Teetering On The Edge
by digby
Among the registered voters in the survey, Republicans led by 2 points on the generic congressional ballot test, 45 percent to 43 percent. This may not sound like a lot, given that Democrats now hold 59 percent of House seats. When this same poll was taken in June 2008, however, Democrats led by 19 points, 52 percent to 33 percent.
That drop-off should be enough to sober Democrats up, but the next set of data was even more chilling. First, keep in mind that all registered voters don’t vote even in presidential years, and that in midterm elections the turnout is about one-third less. In an attempt to ascertain who really is most likely to vote, pollsters asked registered voters, on a scale of 1 to 10, how interested they were in the November elections. Those who said either 9 or 10 added up to just over half of the registered voters, coming in at 51 percent.

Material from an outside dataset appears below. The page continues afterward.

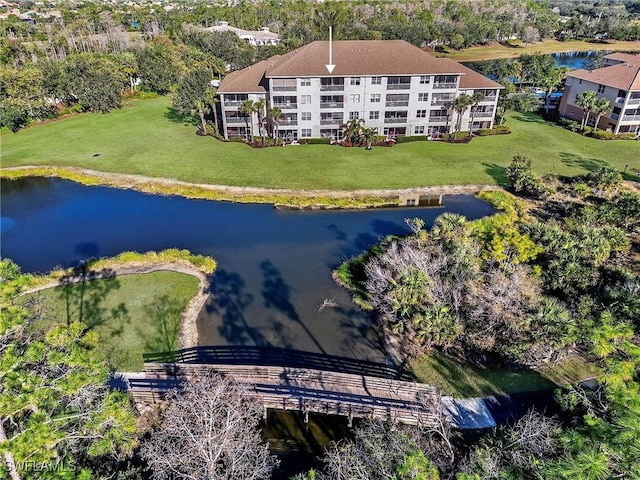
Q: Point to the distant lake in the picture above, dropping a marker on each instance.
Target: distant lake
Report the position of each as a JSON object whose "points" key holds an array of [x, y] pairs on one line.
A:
{"points": [[274, 265]]}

Hart and McInturff then looked at the change among the most-interested voters from the same survey in 2008. Although 2010 is a “down-shifting” election, from a high-turnout presidential year to a lower-turnout midterm year, one group was more interested in November than it was in 2008: those who had voted for Republican John McCain for president. And the groups that showed the largest decline in interest? Those who voted for Barack Obama — liberals, African-Americans, self-described Democrats, moderates, those living in either the Northeast or West, and younger voters 18 to 34 years of age. These are the “Holy Mackerel” numbers…
The NBC/WSJ survey, when combined with a previously released NPR study of likely voters in 70 competitive House districts by Democratic pollster Stan Greenberg and Republican Glen Bolger, point to an outcome for Democrats that is as serious as a heart attack. Make no mistake about it: There is a wave out there, and for Democrats, the House is, at best, teetering on the edge.

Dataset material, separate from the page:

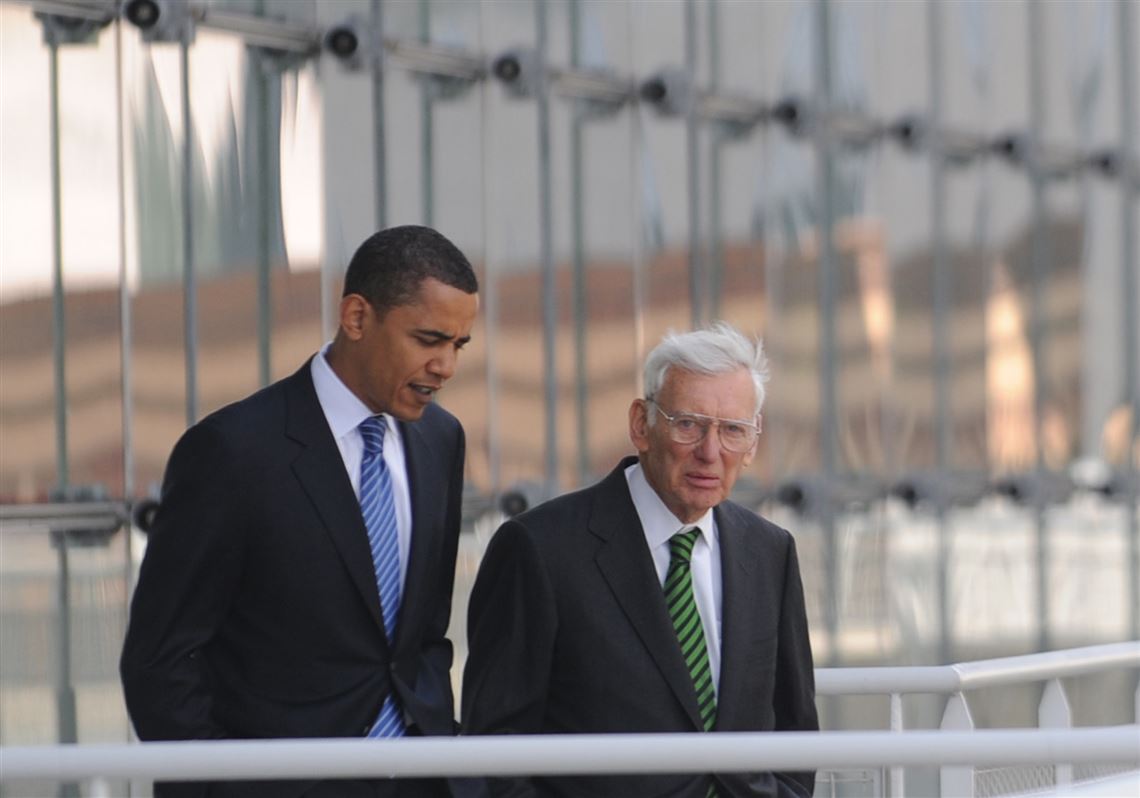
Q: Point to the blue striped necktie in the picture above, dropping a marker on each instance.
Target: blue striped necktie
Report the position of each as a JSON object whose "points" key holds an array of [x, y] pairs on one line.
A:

You can’t help but wonder if the Democrats have decided that having the votes of “liberals, African-Americans, self-described Democrats, moderates and those living in either the Northeast or West” just aren’t worth having so they are going to fight the Republicans for every last one of those John McCain voters. How else to explain the ongoing derision of their rank and file? (“They look like absolute idiots” is the quote that comes to mind.)
If going for hard core Republican votes isn’t their strategy, then someone might tell the president that for the next four months he might want to knock off his patented “one from column A one from column B” routine and stop making false equivalence between the Democratic base and teabaggers and lavishing praise on Blue Dogs who repeatedly punch hippies and stab him in back. Of course, as I said, it’s always possible that the highly professional strategists have decided to purposefully depress the Democratic base and just fight mano-a-mano for the Republicans. Judging by the rhetoric and behavior it’s the most logical assumption at this point.
I do hope the Dems enjoy the scandal and impeachment circus once the batshit insane Republicans get the gavels. I know the media will.